Входить, как некогда маленькая Дева Мария, во Святая Святых храма Божьего!

О! Это было пределом мечтаний юной «трудницы»! Там, за ажурной золотой стеной иконостаса, жила Великая Тайна, там совершалось Нечто неземное, там хлеб и вино становились Святыми Дарами Божьей Любви — Телом и Кровью Боженьки Иисуса!

Той самой Кровью, что так отчётливо видна на Его светлых ладонях, обращённых к людям со святой чудотворной иконы!

Там, в алтаре, вместе с батюшками и диаконами сослужат Святые и Ангелы! И, может быть, именно потому так благоговейно замирает в своём углу мать Гавриила, что своими подслеповатыми, почти не видящими земной мир глазами, она зрит совершающееся там Нечто Великое Небесное?

Снаружи, со стороны малой звонницы, раздались мерные удары колокола. Дежурный пономарь созывал братию к полунощнице. Мать Селафиила, прихрамывая, подошла к подсвечнику, чтобы загасить догорающие свечи и поправить фитиль на негасимой лампаде. Её почти полностью слепые глаза не препятствовали ей в выполнении этой нехитрой работы, она давно уже приспособилась делать её наощупь.

Не торопясь, она скрюченными многолетней работой заскорузлыми пальцами, трудно сгибающимися в деформированных давним артрозом суставах, аккуратно загасила догорающие остатки свечей, оставив гореть один, самый высокий огарок. Затем затушила маленький огонёк лампады в старинном выпуклом стаканчике трёхцветного стекла.

Наощупь добавила в него масла из стоящей внизу пластмассовой леечки, очистила от нагара верхний край фитильной трубочки и кончик нитяного фитиля, оставленным гореть кусочком свечи вновь зажгла в темноте маленькую кругленькую звёздочку «негасимой».

Что-то напомнил ей этот выпуклый «богатый» стаканчик лампады…

Ах, да! Конечно! Именно в таком же подаренном на Святую Пасху любимой крёстной лампадном стаканчике празднично горел огонёк, когда в Светлый Четверг отец, Агафья, мать Епифания и сама семнадцатилетняя Маша решали её — Машину — судьбу.

— Ну что ж, деточка! — отец взволнованно теребил в больших крестьянских руках кисточку плетёного из разноцветных шёлковых нитей «пасхального» пояска. — Раз душа твоя жаждет монашества, и если есть на то воля Божья…

— Есть, конечно! — не сдержав чувств, перебила его Епифания. — Да она же сызмала наша — монастырская!

Её, Никитушко, все наши матери уже давно как свою сестру принимают! А Нюшенька-то блаженная, человечек Божий, она же при тебе не раз её «Машенькой-монашенькой» называла! А устами Христа ради Юродивых Сам Господь говорит!

— Не стрекочи, сестра! Сам понимаю! — Отец глубоко вздохнул. — Ладно! Так порешим: до осени ты, Маша, при семье, помогай по хозяйству.
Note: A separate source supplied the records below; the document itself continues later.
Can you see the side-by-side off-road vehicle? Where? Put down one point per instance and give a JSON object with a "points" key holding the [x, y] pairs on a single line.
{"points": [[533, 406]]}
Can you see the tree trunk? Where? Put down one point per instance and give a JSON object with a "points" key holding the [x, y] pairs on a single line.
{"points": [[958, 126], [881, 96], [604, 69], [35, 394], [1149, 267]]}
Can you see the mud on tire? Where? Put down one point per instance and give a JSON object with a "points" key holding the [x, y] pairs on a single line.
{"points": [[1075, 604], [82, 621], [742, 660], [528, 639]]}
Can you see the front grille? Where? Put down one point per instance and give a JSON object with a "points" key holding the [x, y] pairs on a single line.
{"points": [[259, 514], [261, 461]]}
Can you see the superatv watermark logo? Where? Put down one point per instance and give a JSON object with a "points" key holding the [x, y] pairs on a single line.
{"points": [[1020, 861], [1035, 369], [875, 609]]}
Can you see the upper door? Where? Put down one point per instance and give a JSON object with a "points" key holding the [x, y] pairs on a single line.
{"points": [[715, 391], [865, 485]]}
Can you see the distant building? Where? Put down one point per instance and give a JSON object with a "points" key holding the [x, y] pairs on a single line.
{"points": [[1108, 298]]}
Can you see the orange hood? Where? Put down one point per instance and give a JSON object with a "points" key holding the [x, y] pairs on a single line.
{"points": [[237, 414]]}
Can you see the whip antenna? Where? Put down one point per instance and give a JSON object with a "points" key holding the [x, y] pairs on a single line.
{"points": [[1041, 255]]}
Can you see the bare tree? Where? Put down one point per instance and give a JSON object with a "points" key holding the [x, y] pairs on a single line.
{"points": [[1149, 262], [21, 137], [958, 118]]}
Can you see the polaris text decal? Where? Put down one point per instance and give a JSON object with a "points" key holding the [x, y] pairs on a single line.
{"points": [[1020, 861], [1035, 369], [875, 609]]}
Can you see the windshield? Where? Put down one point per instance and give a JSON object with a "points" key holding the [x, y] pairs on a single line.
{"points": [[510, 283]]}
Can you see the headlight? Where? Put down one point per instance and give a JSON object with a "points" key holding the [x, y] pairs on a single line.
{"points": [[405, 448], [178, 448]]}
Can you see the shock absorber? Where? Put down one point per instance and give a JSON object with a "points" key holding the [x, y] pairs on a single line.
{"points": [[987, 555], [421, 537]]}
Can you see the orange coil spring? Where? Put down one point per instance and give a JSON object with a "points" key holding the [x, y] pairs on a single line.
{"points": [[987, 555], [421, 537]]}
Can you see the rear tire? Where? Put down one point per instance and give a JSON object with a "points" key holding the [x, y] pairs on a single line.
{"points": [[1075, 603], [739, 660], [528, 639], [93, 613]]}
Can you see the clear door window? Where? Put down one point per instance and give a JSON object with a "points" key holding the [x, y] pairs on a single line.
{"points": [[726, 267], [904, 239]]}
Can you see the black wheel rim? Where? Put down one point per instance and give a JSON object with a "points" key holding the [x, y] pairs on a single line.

А к Покрову забирай её, сестра, в свою обитель, пусть будет в нашем роду ещё одна молитвенница за нас, грешников…

— Спаси тебя Бог, таточка! — бросилась обнимать отца Маша.
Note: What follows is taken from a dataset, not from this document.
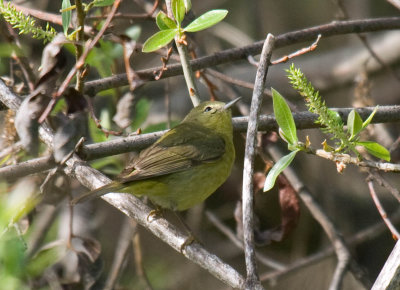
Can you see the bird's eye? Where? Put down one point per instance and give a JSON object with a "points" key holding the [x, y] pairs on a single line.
{"points": [[207, 109]]}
— Хорошо, брат! — поднялась из-за стола грузная монахиня. — Ладно решил, пусть будет так!

Шёл одна тысяча девятьсот четырнадцатый год.

К Покрову уже вовсю бушевала Первая Мировая Война.
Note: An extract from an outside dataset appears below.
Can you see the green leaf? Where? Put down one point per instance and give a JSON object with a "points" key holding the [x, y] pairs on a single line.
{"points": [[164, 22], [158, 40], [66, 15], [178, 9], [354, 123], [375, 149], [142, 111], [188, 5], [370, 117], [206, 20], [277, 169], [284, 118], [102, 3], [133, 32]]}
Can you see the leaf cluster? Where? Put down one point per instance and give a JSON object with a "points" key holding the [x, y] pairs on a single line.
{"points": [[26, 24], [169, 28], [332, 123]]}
Звон повторился. Мать Селафиила, привычно ориентируясь в пространстве домовой игуменской церкви, подошла к двери, сняла с крючка на стене старенькое драповое пальтишко, накинула поверх апостольника такой же старенький пуховый платок…

В точно таком же стареньком Агафьином платке (сама Агафья в жару металась уже третий день), в заношенном армячке, грубой домотканой юбке и стёртых лапотках стояла Маша на железнодорожной станции, глядя как её любимый «таточка» вместе с другими рекрутами, призванными на войну, обритый наголо, в грубой солдатской шинели и налезающей на глаза папахе растерянно выглядывает из зарешеченного окна: как же так, разве с таким количеством детей, да в его возрасте, призывают в армию?